Hi All, 
I have been using Solr for some time now but mostly in standalone mode. Now
my current project is using Solr 6.5.1 hosted on hadoop. My solrconfig.xml
has the following configuration. In the prod environment the performance on
querying seems to really slow. Can anyone help me with few pointers on
howimprove on the same. 

<directoryFactory name="DirectoryFactory" class="solr.HdfsDirectoryFactory">
        <str name="solr.hdfs.home">${solr.hdfs.home:}</str>
        <bool
name="solr.hdfs.blockcache.enabled">${solr.hdfs.blockcache.enabled:true}</bool>
        <int
name="solr.hdfs.blockcache.slab.count">${solr.hdfs.blockcache.slab.count:1}</int>
        <bool
name="solr.hdfs.blockcache.direct.memory.allocation">${solr.hdfs.blockcache.direct.memory.allocation:false}</bool>
        <int
name="solr.hdfs.blockcache.blocksperbank">${solr.hdfs.blockcache.blocksperbank:16384}</int>
        <bool
name="solr.hdfs.blockcache.read.enabled">${solr.hdfs.blockcache.read.enabled:true}</bool>
        <bool
name="solr.hdfs.blockcache.write.enabled">${solr.hdfs.blockcache.write.enabled:false}</bool>
        <bool
name="solr.hdfs.nrtcachingdirectory.enable">${solr.hdfs.nrtcachingdirectory.enable:true}</bool>
        <int
name="solr.hdfs.nrtcachingdirectory.maxmergesizemb">${solr.hdfs.nrtcachingdirectory.maxmergesizemb:16}</int>
        <int
name="solr.hdfs.nrtcachingdirectory.maxcachedmb">${solr.hdfs.nrtcachingdirectory.maxcachedmb:192}</int>
</directoryFactory>
    <lockType>hdfs</lockType>
It has 6 collections of following size 
Collection 1 -->6.41 MB
Collection 2 -->634.51 KB 
Collection 3 -->4.59 MB 
Collection 4 -->1,020.56 MB 
Collection 5 --> 607.26 MB
Collection 6 -->102.4 kb
Each Collection has 5 shards each. Allocated heap size for young generation
is about 8 gb and old generation is about 24 gb. And gc analysis showed peak
size 
utlisation is really low compared to these values. 
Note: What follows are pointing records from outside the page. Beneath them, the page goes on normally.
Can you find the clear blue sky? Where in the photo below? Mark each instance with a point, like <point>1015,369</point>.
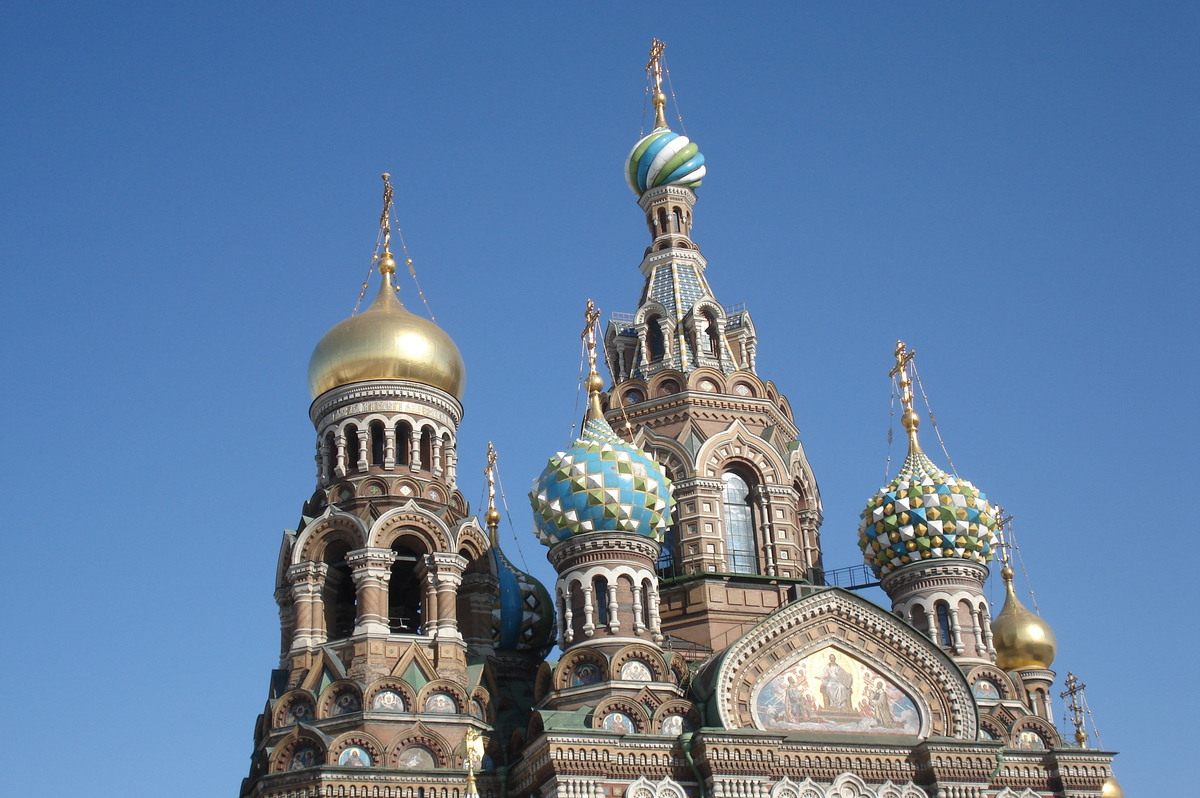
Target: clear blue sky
<point>189,201</point>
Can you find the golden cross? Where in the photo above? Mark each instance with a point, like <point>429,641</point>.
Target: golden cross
<point>385,216</point>
<point>909,419</point>
<point>591,318</point>
<point>654,66</point>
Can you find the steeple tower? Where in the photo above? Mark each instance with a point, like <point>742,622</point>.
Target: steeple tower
<point>685,388</point>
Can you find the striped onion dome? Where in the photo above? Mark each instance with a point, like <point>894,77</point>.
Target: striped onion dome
<point>664,159</point>
<point>925,514</point>
<point>600,484</point>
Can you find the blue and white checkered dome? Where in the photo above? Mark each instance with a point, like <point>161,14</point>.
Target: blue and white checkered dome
<point>925,514</point>
<point>522,613</point>
<point>600,484</point>
<point>664,159</point>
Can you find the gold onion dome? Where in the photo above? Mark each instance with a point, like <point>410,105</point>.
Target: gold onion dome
<point>387,342</point>
<point>1023,640</point>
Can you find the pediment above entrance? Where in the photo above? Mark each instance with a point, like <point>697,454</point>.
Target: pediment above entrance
<point>834,663</point>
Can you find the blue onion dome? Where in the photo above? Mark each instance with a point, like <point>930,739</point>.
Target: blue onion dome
<point>664,159</point>
<point>522,615</point>
<point>925,514</point>
<point>600,484</point>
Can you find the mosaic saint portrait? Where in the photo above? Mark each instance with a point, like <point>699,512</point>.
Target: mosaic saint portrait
<point>415,757</point>
<point>676,725</point>
<point>305,757</point>
<point>388,701</point>
<point>346,702</point>
<point>585,675</point>
<point>441,703</point>
<point>618,721</point>
<point>832,691</point>
<point>1030,741</point>
<point>354,757</point>
<point>985,689</point>
<point>635,671</point>
<point>299,711</point>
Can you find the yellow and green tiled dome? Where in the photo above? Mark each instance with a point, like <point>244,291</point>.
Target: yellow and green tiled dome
<point>664,159</point>
<point>925,514</point>
<point>600,484</point>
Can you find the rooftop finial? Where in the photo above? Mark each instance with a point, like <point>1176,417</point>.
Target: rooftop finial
<point>1075,691</point>
<point>654,66</point>
<point>594,383</point>
<point>910,419</point>
<point>492,517</point>
<point>387,263</point>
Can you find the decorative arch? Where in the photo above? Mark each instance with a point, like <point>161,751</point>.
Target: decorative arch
<point>849,627</point>
<point>359,741</point>
<point>333,526</point>
<point>665,787</point>
<point>413,520</point>
<point>421,736</point>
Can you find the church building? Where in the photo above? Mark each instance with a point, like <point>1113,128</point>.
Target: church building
<point>702,651</point>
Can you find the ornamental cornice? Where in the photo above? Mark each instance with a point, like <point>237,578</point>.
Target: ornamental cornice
<point>385,396</point>
<point>603,543</point>
<point>952,695</point>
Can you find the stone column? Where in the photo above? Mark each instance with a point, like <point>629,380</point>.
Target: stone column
<point>306,581</point>
<point>436,450</point>
<point>414,450</point>
<point>389,448</point>
<point>340,468</point>
<point>371,571</point>
<point>448,576</point>
<point>364,449</point>
<point>589,628</point>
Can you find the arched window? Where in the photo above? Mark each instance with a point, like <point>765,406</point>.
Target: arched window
<point>739,539</point>
<point>377,443</point>
<point>654,339</point>
<point>714,335</point>
<point>330,456</point>
<point>403,442</point>
<point>353,448</point>
<point>601,591</point>
<point>339,597</point>
<point>943,625</point>
<point>405,593</point>
<point>426,448</point>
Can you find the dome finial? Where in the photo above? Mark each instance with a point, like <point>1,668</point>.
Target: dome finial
<point>387,263</point>
<point>654,66</point>
<point>910,419</point>
<point>594,383</point>
<point>492,517</point>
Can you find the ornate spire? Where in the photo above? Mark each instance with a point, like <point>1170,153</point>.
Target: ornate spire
<point>387,263</point>
<point>492,517</point>
<point>594,383</point>
<point>1075,693</point>
<point>910,419</point>
<point>654,67</point>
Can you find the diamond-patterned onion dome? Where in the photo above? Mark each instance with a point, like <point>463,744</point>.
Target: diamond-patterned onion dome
<point>600,484</point>
<point>925,514</point>
<point>664,159</point>
<point>522,615</point>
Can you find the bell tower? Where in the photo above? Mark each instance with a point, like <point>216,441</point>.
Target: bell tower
<point>685,389</point>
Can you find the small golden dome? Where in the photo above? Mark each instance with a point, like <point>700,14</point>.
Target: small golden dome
<point>1023,640</point>
<point>387,342</point>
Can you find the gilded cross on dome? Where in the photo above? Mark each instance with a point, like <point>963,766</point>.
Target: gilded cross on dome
<point>654,66</point>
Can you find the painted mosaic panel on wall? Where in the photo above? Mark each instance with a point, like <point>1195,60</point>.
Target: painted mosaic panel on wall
<point>832,691</point>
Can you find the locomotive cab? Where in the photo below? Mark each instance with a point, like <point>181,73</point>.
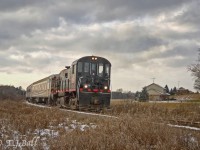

But querying to Collection 4 and collection 5 is giving really slow response
even thoughwe are not using any complex queries.Output of debug quries run
with debug=timing
are given below for reference. Can anyone help suggest a way improve the
performance.

Response to query
<response>
<lst name="responseHeader">
<bool name="zkConnected">true</bool>
<int name="status">0</int>
<int name="QTime">3962</int>
<lst name="params">
<str name="q">
("hybrid electric powerplant" "hybrid electric powerplants" "Electric"
"Electrical" "Electricity" "Engine" "fuel economy" "fuel efficiency" "Hybrid
Electric Propulsion" "Power Systems" "Powerplant" "Propulsion" "hybrid"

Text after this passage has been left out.